Aku faham betul dia yang tak ingin Ibunya tahu tentang hubungannya bersama gadis lain. Karena yang Ibunya inginkan hanya aku. Bukan aku sok tapi itu kenyataannya. Dia lebih sering membelaku daripada anaknya sendiri.
Setelah keluargaku hancur aku hidup sendiri. Berjuang dan bertahan hidup sendiri. Tidur dimana saja, bekerja hanya untuk mendapat makan. Kadang aku tak makan seharian.
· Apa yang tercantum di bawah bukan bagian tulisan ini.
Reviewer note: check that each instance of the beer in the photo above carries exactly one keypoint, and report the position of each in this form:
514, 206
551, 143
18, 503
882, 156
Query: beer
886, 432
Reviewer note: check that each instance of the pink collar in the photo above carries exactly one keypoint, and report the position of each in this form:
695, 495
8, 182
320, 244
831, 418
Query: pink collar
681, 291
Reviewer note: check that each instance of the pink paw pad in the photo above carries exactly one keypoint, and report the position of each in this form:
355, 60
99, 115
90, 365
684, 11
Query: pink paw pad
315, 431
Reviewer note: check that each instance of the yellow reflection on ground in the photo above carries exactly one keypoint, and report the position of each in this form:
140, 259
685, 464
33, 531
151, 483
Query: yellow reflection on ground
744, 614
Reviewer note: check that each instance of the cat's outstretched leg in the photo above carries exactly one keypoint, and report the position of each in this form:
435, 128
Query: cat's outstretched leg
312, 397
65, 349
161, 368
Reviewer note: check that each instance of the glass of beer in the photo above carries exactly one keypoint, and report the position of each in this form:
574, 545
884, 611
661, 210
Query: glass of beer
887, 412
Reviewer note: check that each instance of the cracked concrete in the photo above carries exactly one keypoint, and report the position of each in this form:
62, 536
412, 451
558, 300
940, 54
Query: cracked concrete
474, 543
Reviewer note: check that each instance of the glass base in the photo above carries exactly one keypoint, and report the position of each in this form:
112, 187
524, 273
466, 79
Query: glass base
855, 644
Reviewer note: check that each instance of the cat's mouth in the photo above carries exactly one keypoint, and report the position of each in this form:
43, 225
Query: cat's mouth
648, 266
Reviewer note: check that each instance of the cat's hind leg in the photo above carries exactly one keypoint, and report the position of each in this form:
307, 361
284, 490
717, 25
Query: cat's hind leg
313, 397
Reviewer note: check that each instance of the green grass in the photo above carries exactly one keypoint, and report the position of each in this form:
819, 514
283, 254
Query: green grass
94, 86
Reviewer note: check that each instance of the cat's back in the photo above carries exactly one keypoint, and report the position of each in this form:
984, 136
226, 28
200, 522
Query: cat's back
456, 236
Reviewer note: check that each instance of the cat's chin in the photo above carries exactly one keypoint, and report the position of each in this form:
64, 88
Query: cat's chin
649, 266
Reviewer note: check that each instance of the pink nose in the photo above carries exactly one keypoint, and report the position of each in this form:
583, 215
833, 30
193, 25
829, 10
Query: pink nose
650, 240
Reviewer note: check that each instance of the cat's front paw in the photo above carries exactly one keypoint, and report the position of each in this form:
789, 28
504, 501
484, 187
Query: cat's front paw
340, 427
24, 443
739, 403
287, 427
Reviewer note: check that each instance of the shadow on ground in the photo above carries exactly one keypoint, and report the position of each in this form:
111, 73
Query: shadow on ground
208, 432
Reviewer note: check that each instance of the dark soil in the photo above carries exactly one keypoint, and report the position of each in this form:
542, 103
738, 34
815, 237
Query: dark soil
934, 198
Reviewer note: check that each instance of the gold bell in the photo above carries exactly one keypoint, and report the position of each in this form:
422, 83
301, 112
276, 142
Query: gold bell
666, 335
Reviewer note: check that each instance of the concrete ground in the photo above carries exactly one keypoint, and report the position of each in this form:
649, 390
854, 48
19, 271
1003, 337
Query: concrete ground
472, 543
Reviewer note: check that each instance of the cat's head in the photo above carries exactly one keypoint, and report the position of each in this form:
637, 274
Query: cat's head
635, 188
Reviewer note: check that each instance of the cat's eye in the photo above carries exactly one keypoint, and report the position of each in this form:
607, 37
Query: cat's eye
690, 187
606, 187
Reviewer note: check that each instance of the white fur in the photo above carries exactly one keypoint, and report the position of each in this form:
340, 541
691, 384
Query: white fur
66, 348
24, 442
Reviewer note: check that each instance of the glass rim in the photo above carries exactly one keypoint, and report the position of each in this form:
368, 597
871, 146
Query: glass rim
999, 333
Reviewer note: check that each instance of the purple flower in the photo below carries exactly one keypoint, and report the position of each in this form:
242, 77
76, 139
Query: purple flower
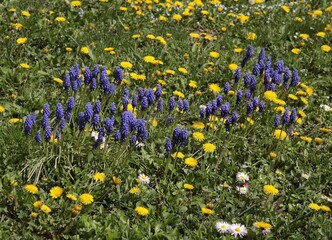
235, 117
293, 115
48, 133
93, 84
238, 98
95, 120
202, 112
109, 124
247, 80
172, 104
81, 121
38, 137
225, 109
237, 75
28, 124
118, 75
160, 105
180, 105
59, 111
250, 108
145, 103
62, 124
185, 105
295, 79
112, 109
117, 135
66, 82
285, 117
95, 71
168, 145
97, 107
227, 87
277, 121
159, 91
134, 101
261, 107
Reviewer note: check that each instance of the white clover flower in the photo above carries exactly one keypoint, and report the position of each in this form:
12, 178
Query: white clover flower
144, 179
238, 229
222, 227
242, 177
243, 190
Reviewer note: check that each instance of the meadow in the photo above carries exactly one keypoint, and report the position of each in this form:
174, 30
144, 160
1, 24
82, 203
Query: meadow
153, 119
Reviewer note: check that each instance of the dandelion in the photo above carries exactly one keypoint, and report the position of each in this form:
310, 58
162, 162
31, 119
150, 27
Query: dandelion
314, 206
45, 208
214, 87
31, 188
242, 177
86, 198
56, 192
207, 211
134, 190
270, 190
143, 179
222, 227
238, 230
85, 50
71, 197
280, 134
21, 41
209, 147
99, 176
191, 162
142, 211
326, 48
188, 186
126, 65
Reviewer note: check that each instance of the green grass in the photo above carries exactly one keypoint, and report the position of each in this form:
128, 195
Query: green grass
301, 169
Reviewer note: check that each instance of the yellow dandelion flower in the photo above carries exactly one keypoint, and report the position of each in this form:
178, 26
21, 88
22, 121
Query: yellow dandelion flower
214, 87
270, 95
134, 190
21, 41
178, 155
209, 147
45, 208
86, 198
85, 50
76, 3
31, 188
326, 48
191, 162
188, 186
126, 65
99, 176
280, 134
214, 54
116, 180
270, 190
71, 197
56, 192
314, 206
198, 125
207, 211
38, 204
198, 136
142, 211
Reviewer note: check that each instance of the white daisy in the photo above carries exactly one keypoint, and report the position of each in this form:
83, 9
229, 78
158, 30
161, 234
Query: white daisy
144, 179
238, 229
242, 177
222, 227
243, 190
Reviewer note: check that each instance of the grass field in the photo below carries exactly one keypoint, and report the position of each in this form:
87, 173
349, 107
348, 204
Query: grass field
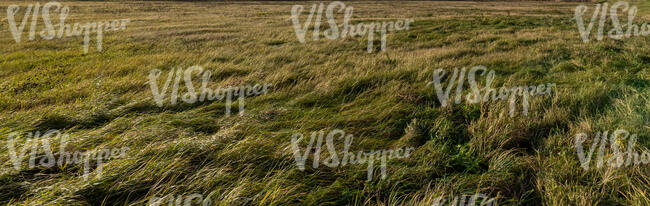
102, 100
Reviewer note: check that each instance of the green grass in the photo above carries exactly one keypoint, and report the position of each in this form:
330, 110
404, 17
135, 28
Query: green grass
102, 100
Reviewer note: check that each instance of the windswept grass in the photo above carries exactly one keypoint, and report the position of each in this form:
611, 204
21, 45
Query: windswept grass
102, 100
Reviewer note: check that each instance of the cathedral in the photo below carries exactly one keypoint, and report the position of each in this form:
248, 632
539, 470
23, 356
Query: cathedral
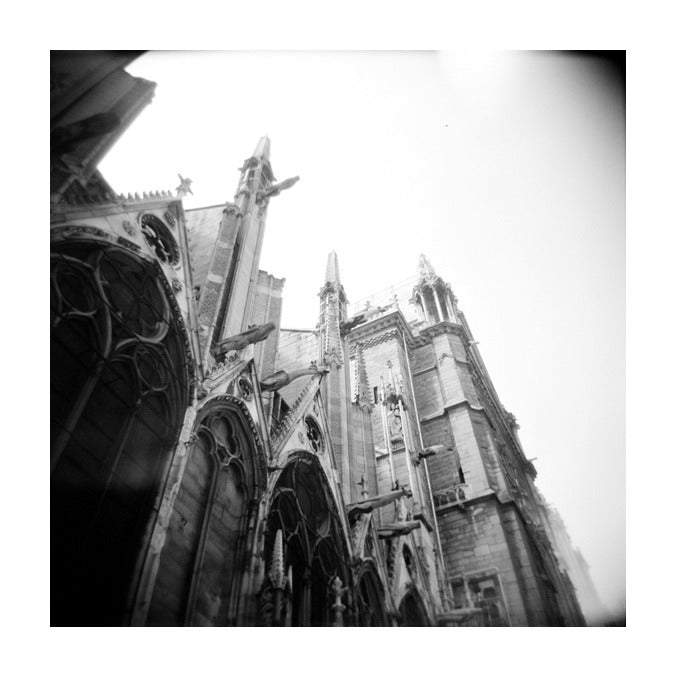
211, 468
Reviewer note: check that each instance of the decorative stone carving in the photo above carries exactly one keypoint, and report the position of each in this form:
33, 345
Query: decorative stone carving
245, 388
184, 187
282, 378
129, 228
253, 334
275, 189
169, 218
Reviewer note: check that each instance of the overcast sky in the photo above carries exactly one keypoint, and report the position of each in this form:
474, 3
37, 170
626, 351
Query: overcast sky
505, 169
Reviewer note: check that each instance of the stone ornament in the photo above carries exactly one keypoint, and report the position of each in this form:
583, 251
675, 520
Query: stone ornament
245, 389
129, 228
169, 218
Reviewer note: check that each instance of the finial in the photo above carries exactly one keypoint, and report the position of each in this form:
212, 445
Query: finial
184, 187
277, 577
332, 270
263, 148
425, 269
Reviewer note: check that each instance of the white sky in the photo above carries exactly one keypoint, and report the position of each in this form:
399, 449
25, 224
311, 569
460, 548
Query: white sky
506, 169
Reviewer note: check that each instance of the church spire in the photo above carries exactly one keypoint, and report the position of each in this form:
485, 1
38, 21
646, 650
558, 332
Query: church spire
262, 151
333, 311
425, 270
332, 271
433, 298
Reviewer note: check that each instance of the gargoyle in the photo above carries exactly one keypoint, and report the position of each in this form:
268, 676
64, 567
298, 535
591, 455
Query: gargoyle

Aku tidak ingin ikut bersama Ibu ataupun Ayah. Bagiku mereka menjijikan. Mereka bahkan tak berniat mencariku. Mereka hidup bahagia dengan keluarganya masing-masing.
Aku mengerti. Aku mengetahui kebenaran ini saat keduanya bertengkar hebat. Mereka malah menyalahkanku dan mengatakan aku adalah anak yang tak di inginkan. Bahwa aku lah penyebab kehancuran hubungan mereka. Jika aku tidak ada mereka tidak akan menikah dan berakhir seperti sekarang. Hatiku tergores hebat. Benar, aku anak haram. Kelahiranku adalah sebuah kesalahan. Lalu orang yang aku anggap kakak ternyata hanya anak adopsi yang mereka adopsi dari panti asuhan untuk menemaniku. Tapi sekarang dia pun entah dimana.
Mereka tak pernah menginginkanku.
Tidak pernah.
Lalu kenapa aku harus lahir?!
Bolehkah aku marah pada Tuhan?
Hingga aku dipertemukan dengan keluarga Revan. Aku di anggap penyelamat Ibunya karena telah mendonorkan darahku padanya saat keadannya kritis karena sebuah kecelakaan. Padahal niatku hanya ingin membantu saja karena darahku cocok untuknya. Tante Resti sangat berterima kasih padaku dan menanyai tentang kehidupanku. Aku pun menceritakan tentang semua yang terjadi pada diriku. Saat itu aku terlalu polos. Usiaku masih 15 tahun. Ia yang merasa iba memintaku tinggal bersamanya dan menyuruh anaknya Kak Revan menjagaku. Aku yang tak memiliki apapun dan siapapun mengiyakan ajakannya tanpa fikir panjang. Aku nyaman berada disana, mereka baik walau tak sehangat keluargaku dulu -saat aku kecil-.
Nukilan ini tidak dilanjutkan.